Administration advice:

• At physician discretion, the patient may self-administer the medication.
• To enhance tolerability, administer injections in the evening, when possible.
• May administer acetaminophen at time of injection to reduce incidence of certain side effects
• Before use, allow the solution to come to room temperature.
• Consult the manufacturer product information to ensure the appropriate dose form and strength is used for the indication being treated; not all dose forms and strengths are appropriate for some indications.
• Solution for injection: Do not use IV; do not use for the induction phase of malignant melanoma; do not use for AIDS-related Kaposi's sarcoma (concentrations are inappropriate).
• Do not use the 18 million or 50 million international units/vial (powder for injection/reconstitution) or the 18 million international units/multidose vial (solution for injection) for condylomata acuminata.

Storage requirements:

• Powder for injection/reconstitution: Store in refrigerator at 2C to 8C (36F to 46F); after reconstitution, should use the solution immediately, but may store up to 24 hours at 2C to 8C (36F to 46F); discard solution remaining in vial after 1 dose has been withdrawn.
• Solution for injection in vials: Store in refrigerator at 2C to 8C (36F to 46F); do not freeze; keep away from heat; discard unused solution remaining in vial after 1 month.

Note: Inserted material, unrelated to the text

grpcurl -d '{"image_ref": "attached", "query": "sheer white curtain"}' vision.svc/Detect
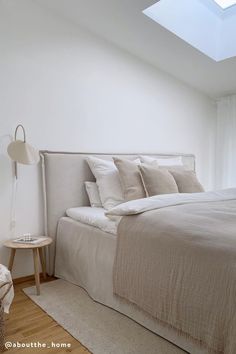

Reconstitution/preparation techniques:

• The manufacturer product information should be consulted.

General:

• This drug should not be used in patients with chronic hepatitis caused by anything other than chronic HBV or chronic HCV (e.g., autoimmune hepatitis).
• The powder formulations of this agent contain albumin (a derivative of human blood); based on effective donor screening and product manufacturing processes, risk for transmission of viral diseases is extremely low; theoretical risk for transmission of Creutzfeldt-Jakob disease (CJD) also considered extremely low; no cases of transmission of viral disease or CJD ever reported for albumin.

Monitoring:

• Cardiovascular: ECG for patients with preexisting cardiac abnormalities and/or for those in advanced stages of cancer (before starting and during therapy)
• Endocrine: TSH (before starting therapy and periodically thereafter)
• Hematologic: Standard hematologic tests including CBC, Hgb, complete and differential WBC counts, platelet counts (before starting therapy and periodically thereafter)
• Hepatic: Hepatic function with serum bilirubin, ALT, AST, alkaline phosphatase, and LDH (at 2, 8, and 12 weeks after starting therapy, then every 6 months during therapy); liver function tests (before starting therapy and periodically thereafter)
• Metabolic: Electrolytes (before starting therapy and periodically thereafter)
• Ocular: Eye examination in all patients (at baseline); ophthalmologic exams in patients with preexisting ophthalmologic disorders (periodically during therapy)
• Psychiatric: Signs/symptoms of depression and other psychiatric symptoms (during therapy and for at least 6 months after last dose)
• Respiratory: Chest X-ray (at baseline and repeated as clinically indicated)

Patient advice:

• Keep well hydrated, especially during initial stages of therapy.